Had things worked out differently a few years ago Jarek Fojut would have been playing for the other team in Sunday's League Cup final but it was not to be.

Cruciate ligament damage, suffered while still playing for Slask Wroclaw in his native Poland after he and his agent had agreed a pre-contract with Celtic meant the deal was terminated in 2012 and the central defender was left to reassess and rebuild his career along with the damaged joint.

It was one of those moments that test a man's character, but Fojut, only half-jokingly, suggests that it is the strong woman in his life who can offer the best assessment of that.

"That is not for me to decide, you would have to ask my wife. I hope I was OK," he said of his demeanour during the period of rehab he underwent before reviving his career with a spell at Norwegian side Tromso.

Whether stoicism comes naturally to him or was developed as a result he seems to have dealt commendably with what was a massive setback.

"It was a disappointment at the time but I don't think about it now," he says.

"At that point I had just won the league with my Polish team and was celebrating with my wedding a few days after it happened.

"It happens, not to many players, but it happens... Right now I cut the past. It doesn't matter what happened before.

"I am now in the exact position I want to be in, which is just a few days away from a cup final.

"Every football player would want to be in this position, looking ahead to such a big game.

"So I am really happy that I am here and pleased with how my career has gone."

Given the emphasis placed by many modern coaches and sports psychologists on the capacity to stay in the moment Fojut's attitude seems to exude that capacity, making him an ideal individual to have around at Tannadice in this week of all weeks as the club strives to deal with the fall-out of last weekend's cup tie against Celtic while preparing for another and then two more meetings with the champions and league leaders in the week thereafter.

Far from seeing it as the second match in what was originally an unprecedented - in football - series of three and has now become a series of four against the same opponents, he asserts, with some conviction, that this is a unique encounter to which last Sunday's will be irrelevant.

"I am looking at this game the same way as I did the first one in the Scottish Cup," said Fojut.

"I am looking forward to going out and winning the match.This will be a different game than it was at Parkhead when we lost 6-1, or the one in December at Tannadice that we won 2-1 or the cup-tie at the weekend that we drew.

"We are looking to lift the cup and it doesn't matter what has happened before.

"This will be different because it's a final and, really, anything can happen on the day.

"We will just focus on ourselves.

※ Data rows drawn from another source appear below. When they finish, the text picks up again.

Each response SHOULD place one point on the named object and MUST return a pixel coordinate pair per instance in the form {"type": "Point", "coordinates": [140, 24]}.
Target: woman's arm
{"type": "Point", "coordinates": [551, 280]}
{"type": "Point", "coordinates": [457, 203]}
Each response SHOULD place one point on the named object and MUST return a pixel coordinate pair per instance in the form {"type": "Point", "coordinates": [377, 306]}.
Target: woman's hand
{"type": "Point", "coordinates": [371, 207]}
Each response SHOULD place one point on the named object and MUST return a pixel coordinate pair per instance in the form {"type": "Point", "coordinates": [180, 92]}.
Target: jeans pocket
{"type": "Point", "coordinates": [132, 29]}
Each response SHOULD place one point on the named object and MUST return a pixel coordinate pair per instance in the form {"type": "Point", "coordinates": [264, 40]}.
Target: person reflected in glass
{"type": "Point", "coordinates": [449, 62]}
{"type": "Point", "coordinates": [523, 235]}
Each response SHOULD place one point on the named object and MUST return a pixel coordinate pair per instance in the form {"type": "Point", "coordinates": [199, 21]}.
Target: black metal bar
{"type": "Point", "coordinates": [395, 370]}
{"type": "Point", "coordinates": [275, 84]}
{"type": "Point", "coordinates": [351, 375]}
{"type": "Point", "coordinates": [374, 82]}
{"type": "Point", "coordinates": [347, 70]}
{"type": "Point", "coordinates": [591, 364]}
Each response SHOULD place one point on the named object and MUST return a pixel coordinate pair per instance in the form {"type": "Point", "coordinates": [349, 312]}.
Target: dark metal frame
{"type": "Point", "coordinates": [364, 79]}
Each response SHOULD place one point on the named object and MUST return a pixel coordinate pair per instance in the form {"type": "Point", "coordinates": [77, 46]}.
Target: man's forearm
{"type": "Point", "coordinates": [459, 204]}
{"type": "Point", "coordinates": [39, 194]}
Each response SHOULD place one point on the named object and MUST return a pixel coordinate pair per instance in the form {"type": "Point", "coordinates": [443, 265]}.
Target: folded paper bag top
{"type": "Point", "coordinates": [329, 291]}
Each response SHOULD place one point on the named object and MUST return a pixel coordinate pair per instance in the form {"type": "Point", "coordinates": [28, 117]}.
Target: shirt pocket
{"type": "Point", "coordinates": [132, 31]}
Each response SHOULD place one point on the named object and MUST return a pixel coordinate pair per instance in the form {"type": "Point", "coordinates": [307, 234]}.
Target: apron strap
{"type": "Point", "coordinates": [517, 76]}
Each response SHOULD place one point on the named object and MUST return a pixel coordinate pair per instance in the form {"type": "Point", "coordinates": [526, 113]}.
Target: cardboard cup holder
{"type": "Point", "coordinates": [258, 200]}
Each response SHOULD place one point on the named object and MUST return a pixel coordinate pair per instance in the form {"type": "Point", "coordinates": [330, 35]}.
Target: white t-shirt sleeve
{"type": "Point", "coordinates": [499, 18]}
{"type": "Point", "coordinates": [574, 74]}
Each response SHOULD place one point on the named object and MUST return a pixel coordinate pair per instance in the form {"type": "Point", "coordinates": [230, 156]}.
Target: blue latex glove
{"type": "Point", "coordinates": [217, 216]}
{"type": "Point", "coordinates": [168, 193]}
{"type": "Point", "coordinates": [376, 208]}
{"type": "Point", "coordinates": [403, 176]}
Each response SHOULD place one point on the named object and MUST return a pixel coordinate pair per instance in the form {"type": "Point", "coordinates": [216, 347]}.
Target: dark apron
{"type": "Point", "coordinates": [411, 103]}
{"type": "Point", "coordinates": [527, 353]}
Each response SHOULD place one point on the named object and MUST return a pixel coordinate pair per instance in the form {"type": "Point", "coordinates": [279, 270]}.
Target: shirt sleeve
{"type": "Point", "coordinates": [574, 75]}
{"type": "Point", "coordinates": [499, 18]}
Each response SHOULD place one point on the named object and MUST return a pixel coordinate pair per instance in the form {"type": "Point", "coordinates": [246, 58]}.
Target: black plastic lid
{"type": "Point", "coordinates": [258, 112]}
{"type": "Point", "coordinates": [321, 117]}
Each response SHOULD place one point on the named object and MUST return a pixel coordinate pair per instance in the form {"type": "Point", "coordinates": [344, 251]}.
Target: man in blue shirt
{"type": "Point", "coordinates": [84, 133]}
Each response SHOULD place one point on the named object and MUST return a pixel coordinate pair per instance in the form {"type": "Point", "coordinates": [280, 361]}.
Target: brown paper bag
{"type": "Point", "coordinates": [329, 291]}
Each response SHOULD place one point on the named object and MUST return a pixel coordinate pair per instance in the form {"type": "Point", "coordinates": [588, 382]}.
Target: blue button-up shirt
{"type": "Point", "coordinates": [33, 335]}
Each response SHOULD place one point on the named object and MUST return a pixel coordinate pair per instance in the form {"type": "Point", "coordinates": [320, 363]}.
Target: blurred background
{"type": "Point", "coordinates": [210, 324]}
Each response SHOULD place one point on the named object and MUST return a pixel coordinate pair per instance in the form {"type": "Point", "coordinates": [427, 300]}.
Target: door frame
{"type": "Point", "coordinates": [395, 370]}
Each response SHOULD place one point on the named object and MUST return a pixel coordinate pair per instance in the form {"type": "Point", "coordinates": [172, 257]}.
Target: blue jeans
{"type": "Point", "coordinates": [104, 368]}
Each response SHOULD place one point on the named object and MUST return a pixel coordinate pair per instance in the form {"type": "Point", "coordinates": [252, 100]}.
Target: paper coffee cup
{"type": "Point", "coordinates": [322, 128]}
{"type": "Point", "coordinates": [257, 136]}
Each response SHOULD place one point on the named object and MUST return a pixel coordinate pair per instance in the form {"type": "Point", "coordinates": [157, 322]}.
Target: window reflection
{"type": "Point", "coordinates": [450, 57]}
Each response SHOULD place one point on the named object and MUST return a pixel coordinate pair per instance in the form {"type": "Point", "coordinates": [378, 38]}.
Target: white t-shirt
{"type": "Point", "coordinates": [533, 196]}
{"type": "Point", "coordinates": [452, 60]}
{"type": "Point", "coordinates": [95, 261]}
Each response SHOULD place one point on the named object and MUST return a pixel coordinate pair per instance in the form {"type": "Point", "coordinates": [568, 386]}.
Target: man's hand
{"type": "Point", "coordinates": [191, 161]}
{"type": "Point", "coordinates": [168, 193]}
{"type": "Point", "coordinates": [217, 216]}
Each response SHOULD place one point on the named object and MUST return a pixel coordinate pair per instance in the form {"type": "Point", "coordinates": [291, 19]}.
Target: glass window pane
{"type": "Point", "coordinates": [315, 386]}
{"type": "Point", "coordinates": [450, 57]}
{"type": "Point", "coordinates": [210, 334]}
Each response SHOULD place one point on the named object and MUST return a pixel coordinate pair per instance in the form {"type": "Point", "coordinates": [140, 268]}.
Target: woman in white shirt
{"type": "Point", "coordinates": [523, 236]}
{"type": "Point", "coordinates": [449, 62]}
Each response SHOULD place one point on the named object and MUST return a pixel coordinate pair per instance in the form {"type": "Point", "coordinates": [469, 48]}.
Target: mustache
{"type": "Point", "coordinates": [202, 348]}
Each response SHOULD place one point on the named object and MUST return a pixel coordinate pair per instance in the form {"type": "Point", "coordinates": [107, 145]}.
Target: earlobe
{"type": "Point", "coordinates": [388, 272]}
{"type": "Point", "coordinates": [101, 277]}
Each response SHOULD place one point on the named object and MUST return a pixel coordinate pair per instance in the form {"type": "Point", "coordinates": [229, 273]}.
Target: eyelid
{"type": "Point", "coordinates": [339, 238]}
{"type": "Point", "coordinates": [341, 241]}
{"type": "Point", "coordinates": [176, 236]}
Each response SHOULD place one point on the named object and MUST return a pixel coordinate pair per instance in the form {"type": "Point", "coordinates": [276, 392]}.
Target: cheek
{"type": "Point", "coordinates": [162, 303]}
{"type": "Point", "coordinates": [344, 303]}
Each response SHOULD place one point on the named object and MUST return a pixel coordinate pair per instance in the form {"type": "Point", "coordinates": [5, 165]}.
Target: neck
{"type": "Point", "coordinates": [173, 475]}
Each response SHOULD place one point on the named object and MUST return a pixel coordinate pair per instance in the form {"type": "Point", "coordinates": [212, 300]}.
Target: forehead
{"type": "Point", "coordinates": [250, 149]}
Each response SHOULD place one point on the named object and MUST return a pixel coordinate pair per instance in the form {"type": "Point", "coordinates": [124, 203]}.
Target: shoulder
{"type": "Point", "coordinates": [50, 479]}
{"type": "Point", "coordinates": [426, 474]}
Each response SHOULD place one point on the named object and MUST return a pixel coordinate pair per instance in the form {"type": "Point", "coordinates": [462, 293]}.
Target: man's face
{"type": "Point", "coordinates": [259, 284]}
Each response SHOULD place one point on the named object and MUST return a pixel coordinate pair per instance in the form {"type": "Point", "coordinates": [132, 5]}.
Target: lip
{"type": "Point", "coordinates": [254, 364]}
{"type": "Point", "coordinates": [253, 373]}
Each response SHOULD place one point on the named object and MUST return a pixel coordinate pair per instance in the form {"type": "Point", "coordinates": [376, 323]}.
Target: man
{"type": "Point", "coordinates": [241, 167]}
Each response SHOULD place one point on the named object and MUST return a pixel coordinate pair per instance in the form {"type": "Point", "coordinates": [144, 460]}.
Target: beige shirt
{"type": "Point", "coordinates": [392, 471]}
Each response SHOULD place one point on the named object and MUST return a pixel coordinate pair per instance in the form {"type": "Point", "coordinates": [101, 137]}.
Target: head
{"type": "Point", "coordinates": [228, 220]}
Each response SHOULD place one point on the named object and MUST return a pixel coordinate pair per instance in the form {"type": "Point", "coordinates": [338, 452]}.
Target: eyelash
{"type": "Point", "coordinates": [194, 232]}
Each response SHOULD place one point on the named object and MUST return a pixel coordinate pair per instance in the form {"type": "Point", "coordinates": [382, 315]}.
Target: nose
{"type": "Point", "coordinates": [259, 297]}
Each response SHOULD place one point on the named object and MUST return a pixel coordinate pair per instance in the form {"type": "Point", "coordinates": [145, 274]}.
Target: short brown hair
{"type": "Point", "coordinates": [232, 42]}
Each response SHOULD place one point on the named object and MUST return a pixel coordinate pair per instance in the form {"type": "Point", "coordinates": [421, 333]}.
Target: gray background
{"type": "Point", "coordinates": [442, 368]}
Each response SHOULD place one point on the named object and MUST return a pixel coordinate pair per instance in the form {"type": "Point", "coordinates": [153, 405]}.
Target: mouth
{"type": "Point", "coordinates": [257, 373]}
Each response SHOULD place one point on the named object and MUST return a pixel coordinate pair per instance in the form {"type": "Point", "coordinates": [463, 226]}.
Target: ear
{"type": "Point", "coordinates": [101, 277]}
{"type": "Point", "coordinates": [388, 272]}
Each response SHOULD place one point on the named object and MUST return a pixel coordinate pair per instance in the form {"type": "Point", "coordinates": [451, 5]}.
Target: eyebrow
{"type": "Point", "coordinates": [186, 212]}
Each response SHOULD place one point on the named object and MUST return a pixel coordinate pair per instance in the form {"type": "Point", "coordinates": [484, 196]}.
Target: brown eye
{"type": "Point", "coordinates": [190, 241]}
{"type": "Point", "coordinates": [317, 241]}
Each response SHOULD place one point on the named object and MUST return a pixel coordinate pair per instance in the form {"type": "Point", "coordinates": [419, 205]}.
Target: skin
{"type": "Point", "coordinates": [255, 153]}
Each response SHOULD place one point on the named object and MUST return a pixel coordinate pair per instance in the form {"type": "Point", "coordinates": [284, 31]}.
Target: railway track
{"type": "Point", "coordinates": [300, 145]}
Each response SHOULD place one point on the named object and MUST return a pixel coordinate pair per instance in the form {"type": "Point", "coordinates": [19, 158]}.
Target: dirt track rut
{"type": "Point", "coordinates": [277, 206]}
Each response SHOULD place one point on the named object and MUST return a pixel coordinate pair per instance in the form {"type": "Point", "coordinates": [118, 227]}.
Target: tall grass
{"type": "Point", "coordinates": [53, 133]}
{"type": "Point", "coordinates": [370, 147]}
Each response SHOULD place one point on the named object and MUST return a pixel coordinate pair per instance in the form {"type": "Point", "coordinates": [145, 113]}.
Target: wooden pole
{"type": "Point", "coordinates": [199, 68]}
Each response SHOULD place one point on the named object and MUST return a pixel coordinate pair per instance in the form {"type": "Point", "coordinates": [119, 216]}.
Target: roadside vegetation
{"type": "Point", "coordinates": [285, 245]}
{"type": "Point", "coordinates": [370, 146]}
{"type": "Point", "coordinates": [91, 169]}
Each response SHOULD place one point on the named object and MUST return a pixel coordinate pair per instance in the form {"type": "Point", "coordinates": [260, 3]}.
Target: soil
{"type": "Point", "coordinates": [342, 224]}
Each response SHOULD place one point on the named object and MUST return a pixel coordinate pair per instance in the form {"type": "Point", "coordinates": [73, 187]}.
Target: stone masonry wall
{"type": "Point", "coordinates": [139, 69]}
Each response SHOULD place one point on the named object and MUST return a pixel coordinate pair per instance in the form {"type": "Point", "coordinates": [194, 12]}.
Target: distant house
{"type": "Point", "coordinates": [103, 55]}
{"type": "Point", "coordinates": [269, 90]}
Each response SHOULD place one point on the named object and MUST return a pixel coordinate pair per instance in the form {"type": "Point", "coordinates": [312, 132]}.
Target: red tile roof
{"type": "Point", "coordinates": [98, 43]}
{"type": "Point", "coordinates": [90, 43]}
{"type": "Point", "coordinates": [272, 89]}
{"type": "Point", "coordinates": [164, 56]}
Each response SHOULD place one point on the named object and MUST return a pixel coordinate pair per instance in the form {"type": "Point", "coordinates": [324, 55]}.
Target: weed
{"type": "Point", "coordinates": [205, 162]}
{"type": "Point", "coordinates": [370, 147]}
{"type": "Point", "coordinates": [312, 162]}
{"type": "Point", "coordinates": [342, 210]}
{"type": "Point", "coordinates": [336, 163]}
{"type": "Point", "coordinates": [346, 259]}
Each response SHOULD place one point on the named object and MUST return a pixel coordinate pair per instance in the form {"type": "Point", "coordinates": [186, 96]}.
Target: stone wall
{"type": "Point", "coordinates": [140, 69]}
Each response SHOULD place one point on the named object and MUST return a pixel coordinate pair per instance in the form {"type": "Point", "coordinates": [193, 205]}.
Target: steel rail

We will go all in and try to do our best."

"It has been easy to move on from that. I don't get paid for analysing games.

"The coaching staff talk about what has happened and, as a player, I take it game by game."

Of course even before Sunday's controversies there was an extra element to these matches generated by Celtic's recruitment of Stuart Armstrong and Gary Mackay-Steven, the players widely considered to be United's most dynamic creative forces.

Many of the team's supporters believe there was an element of cynicism in the way that the most financially powerful club in the country effectively undermined opponents who, at the time, were contesting all three domestic competitions with them.

Whether or not it was a deliberate ploy there was a worrying reaction from the club they left as United suffered their worst league run of the season, however

again Fojut is philosophical in putting the situation in perspective.

"For the last couple of years United has been a club that has sold their best players so it wasn't a surprise for us," he observed.

"Everybody knows what happened but we just have to get on with it.

"If they were here or not our determination to win the cup would be exactly the same."

All concerned, then, can learn considerably from the man who has suffered real footballing adversity.

"As I said, it doesn't matter now," said Fojut of the prospect of facing the club he once thought would help launch his career at the highest level.

"Even if that hadn't happened I would still be very hungry to win the cup and doing everything it takes to win it."